Ariana Enriquez has come a long way from the eighth grade, when she used to trade her in-class doodles for snacks.
The graduate painting student, who will receive her MFA in May of 2021, was selected as an ASU-LACMA fellow, and she works in the registrar’s office at the ASU Art Museum, where she has been able to handle work by the two artists on whom she is writing her thesis: Margarita Cabrera and Ana Teresa Fernandez.
“Seeing it, touching it, hands on, was the first thing that got me into their work,” Enriquez said. “Both are creating work about and on the border, looking into women’s invisible domestic labor and analyzing contemporary migrant life. As an artist myself, I identify with them as Mexican American artists, and I really am drawn to the resiliency that they’re highlighting.”

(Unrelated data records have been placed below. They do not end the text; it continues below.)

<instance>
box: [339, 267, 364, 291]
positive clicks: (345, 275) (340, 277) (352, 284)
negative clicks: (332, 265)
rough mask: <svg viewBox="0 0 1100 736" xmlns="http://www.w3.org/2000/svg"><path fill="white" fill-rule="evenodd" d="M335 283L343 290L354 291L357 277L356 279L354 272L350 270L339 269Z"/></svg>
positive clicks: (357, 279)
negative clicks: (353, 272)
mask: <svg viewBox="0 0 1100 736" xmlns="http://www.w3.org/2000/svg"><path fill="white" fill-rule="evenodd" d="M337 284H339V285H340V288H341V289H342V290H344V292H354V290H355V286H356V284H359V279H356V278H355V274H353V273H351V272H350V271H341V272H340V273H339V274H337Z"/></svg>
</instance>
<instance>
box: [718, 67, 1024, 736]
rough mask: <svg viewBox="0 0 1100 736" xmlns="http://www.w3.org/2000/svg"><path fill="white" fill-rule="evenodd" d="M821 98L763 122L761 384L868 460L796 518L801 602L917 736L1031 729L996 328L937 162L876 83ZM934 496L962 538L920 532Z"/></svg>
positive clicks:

Enriquez says she started taking art seriously in high school. She credits her uncle with taking her to art museums in L.A when she visited him there, and she praises the “really wonderful art teachers who were passionate and inspiring” at Chandler High School.
Now, right down the street from Chandler High, Enriquez has left an enduring mark: her first mural, titled “Hum of the Desert.”
Enriquez admires murals and muralists for the “beauty and individuality” they contribute to the community, and says that she had always wanted to try creating a mural herself, having never worked on such a large project.